Abstract: The Terrestrial Observation and Prediction System (TOPS) modeling software system that brings together technologies in information technology, weather/climate forecasting, ecosystem modeling, and satellite remote sensing to enhance management decisions related to floods, droughts, forest fires, human health, and crop, range, and forest production. TOPS is designed to provide a suite of ecosystem ... nowcasts and forecasts known as the TOPS-30.
TOPS uses the Java Distributed Applications Framework (JDAF) framework and is the core modeling layer in the Ecocast architecture. TOPS is comprised of multiple biogeochemical (BGC) models which can be used together or independently. The JDAF framework along with the applications programming interface (API) to the IMAGEbot Planner also support rapid integration of new models.
TOPS automatically integrates and preprocesses EOS data fields so that land surface models can be run in near real time with minimal intervention. Currently we use a modified version of BIOME-BGC to estimate various water (evaporation, transpiration, stream flows, and soil water), carbon (net photosynthesis, plant growth) and nutrient flux (uptake and mineralization) processes. BIOME-BGC is adapted for all major biomes exploiting their unique ecophysiological principles such as drought resistance, cold tolerance, etc. The model is initialized with soil physical properties and satellite based vegetation information (type and density of plants). Then daily weather conditions (maximum/minimum temperatures, solar radiation, humidity and rainfall) are used to drive various ecosystem processes (e.g. soil moisture, transpiration, evaporation, photosynthesis and snowmelt etc., that can be translated to drought, crop yields, and streamflow estimates. We have implemented TOPS at a variety of spatial scales to forecast parameters from monthly NPP anomalies globally at 0.5x0.5 resolution down to local estimates of irrigation requirements for vineyards. At each spatial resolution, TOPS uses different sources of satellite data (MODIS to IKONOS) and meteorology data (single weather station to global atmosperic model outputs).

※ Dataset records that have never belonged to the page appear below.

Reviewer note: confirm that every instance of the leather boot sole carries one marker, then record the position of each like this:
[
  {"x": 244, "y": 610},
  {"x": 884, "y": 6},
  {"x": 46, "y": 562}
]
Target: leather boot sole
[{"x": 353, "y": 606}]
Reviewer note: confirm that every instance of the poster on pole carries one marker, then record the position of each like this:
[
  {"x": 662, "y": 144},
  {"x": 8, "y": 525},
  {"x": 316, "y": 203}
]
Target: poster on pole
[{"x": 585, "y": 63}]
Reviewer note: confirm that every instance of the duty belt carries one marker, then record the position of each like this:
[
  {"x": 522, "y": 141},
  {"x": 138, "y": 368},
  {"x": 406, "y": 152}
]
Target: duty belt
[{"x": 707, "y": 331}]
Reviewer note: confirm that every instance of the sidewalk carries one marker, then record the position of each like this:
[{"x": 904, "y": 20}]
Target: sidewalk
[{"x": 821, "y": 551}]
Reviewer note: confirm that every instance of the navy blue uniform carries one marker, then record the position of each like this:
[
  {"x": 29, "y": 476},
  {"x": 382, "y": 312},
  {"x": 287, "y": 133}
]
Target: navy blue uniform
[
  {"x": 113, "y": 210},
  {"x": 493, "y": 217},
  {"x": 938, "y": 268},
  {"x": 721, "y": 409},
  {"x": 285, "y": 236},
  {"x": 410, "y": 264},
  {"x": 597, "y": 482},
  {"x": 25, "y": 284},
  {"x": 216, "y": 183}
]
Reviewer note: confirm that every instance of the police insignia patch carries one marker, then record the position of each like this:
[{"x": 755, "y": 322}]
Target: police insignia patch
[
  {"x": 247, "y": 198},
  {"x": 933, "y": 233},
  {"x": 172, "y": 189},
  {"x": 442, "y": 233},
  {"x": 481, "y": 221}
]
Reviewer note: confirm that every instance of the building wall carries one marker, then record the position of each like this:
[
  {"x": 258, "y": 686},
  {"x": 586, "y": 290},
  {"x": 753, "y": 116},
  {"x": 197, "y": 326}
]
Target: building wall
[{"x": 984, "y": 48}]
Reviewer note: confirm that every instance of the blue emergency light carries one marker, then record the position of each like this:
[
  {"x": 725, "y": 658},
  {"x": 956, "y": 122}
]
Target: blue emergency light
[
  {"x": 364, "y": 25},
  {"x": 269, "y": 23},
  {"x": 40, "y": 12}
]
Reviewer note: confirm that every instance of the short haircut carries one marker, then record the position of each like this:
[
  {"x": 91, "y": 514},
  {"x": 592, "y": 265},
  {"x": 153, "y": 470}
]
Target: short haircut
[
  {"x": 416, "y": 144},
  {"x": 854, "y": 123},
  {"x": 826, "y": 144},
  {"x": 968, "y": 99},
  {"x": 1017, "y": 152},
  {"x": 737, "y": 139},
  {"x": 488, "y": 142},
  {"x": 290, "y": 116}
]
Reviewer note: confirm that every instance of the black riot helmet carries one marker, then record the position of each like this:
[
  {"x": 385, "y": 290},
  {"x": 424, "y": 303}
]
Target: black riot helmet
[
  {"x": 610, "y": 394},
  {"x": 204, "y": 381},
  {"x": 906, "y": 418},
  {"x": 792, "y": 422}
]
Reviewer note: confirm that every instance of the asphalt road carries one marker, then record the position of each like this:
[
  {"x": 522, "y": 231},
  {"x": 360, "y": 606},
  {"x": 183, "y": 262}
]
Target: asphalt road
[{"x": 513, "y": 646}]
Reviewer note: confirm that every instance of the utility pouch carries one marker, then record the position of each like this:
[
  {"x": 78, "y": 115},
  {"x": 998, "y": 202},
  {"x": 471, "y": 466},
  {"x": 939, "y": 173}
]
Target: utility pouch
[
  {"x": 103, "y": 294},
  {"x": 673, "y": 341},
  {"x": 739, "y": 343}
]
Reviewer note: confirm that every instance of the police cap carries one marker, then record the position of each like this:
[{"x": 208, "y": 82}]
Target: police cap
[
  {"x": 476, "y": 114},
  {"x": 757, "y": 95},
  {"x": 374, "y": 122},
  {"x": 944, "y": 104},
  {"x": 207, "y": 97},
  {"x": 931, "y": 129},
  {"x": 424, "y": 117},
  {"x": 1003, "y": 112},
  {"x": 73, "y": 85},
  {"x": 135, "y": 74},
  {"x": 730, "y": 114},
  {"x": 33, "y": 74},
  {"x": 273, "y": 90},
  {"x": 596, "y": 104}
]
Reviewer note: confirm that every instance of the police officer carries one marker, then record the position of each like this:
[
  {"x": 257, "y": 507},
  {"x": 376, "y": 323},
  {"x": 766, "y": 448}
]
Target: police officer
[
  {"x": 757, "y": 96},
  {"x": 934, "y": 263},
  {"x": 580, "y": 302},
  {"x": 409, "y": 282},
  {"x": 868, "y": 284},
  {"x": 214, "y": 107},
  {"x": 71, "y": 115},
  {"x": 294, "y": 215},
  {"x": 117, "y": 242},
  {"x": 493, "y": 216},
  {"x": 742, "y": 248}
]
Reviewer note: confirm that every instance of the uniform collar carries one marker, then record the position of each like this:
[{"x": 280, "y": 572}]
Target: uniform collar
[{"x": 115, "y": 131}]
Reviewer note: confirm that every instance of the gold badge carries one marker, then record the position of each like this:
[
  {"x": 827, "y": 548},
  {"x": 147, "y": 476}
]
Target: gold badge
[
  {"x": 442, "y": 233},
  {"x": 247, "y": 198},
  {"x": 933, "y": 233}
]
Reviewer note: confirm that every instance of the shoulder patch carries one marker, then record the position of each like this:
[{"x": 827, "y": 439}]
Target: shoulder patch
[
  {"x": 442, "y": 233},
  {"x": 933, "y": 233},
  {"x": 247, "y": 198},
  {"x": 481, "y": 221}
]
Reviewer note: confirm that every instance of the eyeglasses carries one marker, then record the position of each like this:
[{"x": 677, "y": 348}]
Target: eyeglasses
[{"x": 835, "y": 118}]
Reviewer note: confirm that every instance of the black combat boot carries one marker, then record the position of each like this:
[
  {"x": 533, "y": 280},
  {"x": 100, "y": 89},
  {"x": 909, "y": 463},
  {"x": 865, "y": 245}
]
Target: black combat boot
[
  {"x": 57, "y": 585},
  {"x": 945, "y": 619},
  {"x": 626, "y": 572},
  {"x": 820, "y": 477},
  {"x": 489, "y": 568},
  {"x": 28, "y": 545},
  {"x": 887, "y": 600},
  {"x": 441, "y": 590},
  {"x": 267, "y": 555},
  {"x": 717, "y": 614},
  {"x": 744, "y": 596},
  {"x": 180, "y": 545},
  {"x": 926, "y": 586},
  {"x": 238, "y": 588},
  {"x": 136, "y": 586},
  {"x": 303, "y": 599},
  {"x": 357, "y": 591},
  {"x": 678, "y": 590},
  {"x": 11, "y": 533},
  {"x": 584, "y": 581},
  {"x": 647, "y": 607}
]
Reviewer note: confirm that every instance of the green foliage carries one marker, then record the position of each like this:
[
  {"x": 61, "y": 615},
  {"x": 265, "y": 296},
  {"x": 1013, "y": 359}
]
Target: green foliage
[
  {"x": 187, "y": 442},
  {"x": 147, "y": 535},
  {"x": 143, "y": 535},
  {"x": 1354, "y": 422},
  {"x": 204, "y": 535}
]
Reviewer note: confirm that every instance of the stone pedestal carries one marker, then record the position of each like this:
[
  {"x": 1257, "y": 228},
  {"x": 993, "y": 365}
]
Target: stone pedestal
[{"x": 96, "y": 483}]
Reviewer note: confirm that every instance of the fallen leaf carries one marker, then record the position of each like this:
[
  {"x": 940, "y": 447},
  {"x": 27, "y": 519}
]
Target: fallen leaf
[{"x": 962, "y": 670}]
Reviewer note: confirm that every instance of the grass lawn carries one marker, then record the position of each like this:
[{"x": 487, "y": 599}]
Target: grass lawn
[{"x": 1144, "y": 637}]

TOPS provides functionality to ensure that inputs are spatially and temporally consistent. It provides algorithms to fill in gaps, identify, and correct problems in various data sources, with the aim of producing operationally reliable land surface fluxes and states. The technology behind TOPS allows us to rapidly adapt the system to address a variety research questions related to ecological forecasting.